Aujourd'hui, il n'y a pas de combats quotidiens, donc les choses changent un petit peu, mais la population israélienne n'est pas plus sensible au sort des Palestiniens. Au contraire, les gens sont encore plus racistes. Mais le contexte des militaires est différent : à l'époque, c'étaient de vraies batailles, car les Palestiniens tiraient aussi ; maintenant, ce peuple est comme en prison. Gaza, c'est la "maximum security prison", comme disent les Américains, et l'autre pénitencier, c'est la Cisjordanie. Même l'objectif de l'Autorité palestinienne est de défendre aussi les Israéliens, et non de soutenir la cause nationale des Palestiniens.
Cela a-t-il été difficile de tourner à Hébron ?
Tout a été compliqué avec ce film. Il nous a pris cinq ans de travail et cela a été une lutte du premier jour jusqu'à maintenant. Ça a été compliqué de convaincre les gens, car personne en Israël ne veut voir ce qui se passe là, à une heure de Tel Aviv. Une grande chaîne documentaire israélienne a été intéressée par le film, donc cela nous a aidés, mais il a tout de même été difficile de trouver de l'argent. Si France Télévisions n'avait pas acheté la version télé de ce film, nous n'aurions pas pu le faire.
Tourner à Hébron a été aussi très difficile. Nous pouvions faire le film sans les autorisations, mais nous en avions demandé tout de même pour que les colons ne nous mettent pas de bâtons dans les roues.
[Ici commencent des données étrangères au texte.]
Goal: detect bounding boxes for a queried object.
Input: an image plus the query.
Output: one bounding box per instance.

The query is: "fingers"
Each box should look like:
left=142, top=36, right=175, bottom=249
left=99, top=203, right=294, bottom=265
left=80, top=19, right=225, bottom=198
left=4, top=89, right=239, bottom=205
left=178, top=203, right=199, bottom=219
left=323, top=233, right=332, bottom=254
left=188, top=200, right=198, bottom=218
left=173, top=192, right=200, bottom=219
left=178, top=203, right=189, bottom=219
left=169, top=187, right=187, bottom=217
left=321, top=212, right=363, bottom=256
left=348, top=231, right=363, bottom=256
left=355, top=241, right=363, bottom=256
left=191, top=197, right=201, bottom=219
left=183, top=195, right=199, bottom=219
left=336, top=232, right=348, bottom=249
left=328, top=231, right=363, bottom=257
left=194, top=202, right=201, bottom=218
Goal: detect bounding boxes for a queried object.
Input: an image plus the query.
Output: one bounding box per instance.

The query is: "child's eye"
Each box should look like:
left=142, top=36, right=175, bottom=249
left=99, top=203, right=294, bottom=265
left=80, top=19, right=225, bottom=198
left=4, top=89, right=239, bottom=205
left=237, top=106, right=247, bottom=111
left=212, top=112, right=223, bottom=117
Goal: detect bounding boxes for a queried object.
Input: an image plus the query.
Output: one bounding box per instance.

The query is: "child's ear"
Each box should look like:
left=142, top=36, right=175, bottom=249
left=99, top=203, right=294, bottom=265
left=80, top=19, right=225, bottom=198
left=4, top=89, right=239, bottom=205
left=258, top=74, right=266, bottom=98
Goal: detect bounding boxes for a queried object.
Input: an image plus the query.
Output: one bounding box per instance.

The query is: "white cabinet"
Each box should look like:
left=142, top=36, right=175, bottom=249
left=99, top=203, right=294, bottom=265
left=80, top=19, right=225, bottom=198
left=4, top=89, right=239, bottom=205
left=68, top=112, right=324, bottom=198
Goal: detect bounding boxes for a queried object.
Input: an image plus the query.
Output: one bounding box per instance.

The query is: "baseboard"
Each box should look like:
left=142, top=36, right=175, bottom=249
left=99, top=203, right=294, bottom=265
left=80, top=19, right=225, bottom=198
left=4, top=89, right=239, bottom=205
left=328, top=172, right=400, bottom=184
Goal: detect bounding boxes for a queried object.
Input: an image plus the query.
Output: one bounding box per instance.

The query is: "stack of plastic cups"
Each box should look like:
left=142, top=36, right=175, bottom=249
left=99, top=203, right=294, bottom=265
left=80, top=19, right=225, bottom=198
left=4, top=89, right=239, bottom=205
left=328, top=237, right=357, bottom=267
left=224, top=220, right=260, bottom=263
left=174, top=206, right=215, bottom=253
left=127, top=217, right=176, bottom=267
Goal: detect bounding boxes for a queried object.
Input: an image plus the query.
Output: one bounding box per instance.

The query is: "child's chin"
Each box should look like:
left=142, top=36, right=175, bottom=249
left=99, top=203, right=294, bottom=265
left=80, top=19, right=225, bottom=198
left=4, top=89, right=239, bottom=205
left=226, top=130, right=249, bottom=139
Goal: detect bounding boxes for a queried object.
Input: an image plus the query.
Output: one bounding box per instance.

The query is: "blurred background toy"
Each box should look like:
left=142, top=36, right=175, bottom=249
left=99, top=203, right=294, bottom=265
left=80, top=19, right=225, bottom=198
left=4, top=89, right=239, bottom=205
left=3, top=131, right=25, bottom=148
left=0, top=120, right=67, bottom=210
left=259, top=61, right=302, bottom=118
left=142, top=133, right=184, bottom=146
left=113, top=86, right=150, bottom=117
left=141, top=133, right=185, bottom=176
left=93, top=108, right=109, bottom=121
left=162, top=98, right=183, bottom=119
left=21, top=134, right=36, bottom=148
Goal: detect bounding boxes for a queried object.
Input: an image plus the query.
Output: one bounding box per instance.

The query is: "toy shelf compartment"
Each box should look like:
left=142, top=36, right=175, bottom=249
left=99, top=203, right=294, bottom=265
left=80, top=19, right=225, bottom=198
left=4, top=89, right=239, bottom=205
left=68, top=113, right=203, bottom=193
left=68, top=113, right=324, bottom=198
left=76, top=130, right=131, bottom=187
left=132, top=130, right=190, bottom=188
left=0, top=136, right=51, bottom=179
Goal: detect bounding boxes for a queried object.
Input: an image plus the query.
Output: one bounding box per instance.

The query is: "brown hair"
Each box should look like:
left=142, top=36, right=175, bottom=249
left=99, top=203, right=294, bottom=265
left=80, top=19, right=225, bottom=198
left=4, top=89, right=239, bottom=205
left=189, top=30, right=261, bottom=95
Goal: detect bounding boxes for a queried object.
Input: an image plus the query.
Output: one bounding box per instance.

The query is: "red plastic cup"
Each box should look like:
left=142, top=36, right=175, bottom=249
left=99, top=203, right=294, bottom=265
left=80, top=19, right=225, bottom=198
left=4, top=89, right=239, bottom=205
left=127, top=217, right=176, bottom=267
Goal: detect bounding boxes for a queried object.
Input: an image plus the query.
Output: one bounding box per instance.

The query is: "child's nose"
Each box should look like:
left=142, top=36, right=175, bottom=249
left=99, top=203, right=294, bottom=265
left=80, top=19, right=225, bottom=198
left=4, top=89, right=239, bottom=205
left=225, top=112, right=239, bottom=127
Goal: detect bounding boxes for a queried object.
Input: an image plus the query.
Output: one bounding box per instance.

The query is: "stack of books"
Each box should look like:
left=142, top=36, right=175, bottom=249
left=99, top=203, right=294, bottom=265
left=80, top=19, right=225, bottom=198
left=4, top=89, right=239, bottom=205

Malgré cela, nous avons été arrêtés deux fois pendant les cinq jours de tournage. Grâce à des activistes palestiniens, nous avons pu nourrir notre film avec leurs images qui documentent le quotidien de la population arabe.
Cela a-t-il été plus facile de présenter le film au public ?
Non, les problèmes ont continué. Lorsque nous avons projeté le film la première fois à Tel Aviv, nous avions invité les Palestiniens qui avaient collaboré au projet, mais l'armée a refusé de leur donner l'autorisation de sortir de Cisjordanie. Et surtout, l'extrême droite israélienne a tout fait pour annuler les projections. Elle a réussi quelques fois, mais pas à chaque fois heureusement. Des politiciens ont menacé la cinémathèque de Jérusalem de couper leurs subventions si elle diffusait le film.
Même le ministre de la Culture, Miki Zohar, nous a menacé de rendre les subventions que nous avions reçues de l'Etat pour réaliser le documentaire. Finalement, il a compris qu'il n'avait pas de base légale pour nous obliger à rendre l'argent. Et le film a été primé, donc cela a aidé. Mais nous recevons des menaces à chaque projection de la part de l'extrême droite, et nous sommes toujours accompagnés de vigiles. Pour autant, le film vit sa vie et permet de briser le silence sur ce qui se passe dans ces Territoires occupés, car le silence, c'est ce qu'il y a de pire.
Vous réalisez surtout des documentaires qui dénoncent la situation des Palestiniens ?
Lorsque l'on est journaliste en Israël, si on veut être pris au sérieux, on ne peut échapper à la politique et au conflit israélo-palestinien. Nous devons parler des problèmes sociaux et de l'occupation, car c'est le plus grand problème du pays. Cela fait vingt ans que je travaille sur la colonisation, c'est un projet pour la vie. En plus, je suis juif, je suis privilégié par rapport aux Palestiniens. Dans ce contexte, j'utilise mon privilège d'être juif pour dénoncer l'occupation israélienne et ses dérives. Un réalisateur palestinien ne pourrait pas faire ce que je fais.
Le documentaire Hébron, Palestine : la fabrique de l'occupation, réalisé par Idit Avrahami et Noam Sheizaf, est diffusé à 22h50 dimanche 23 avril sur France 5 et sur france.tv.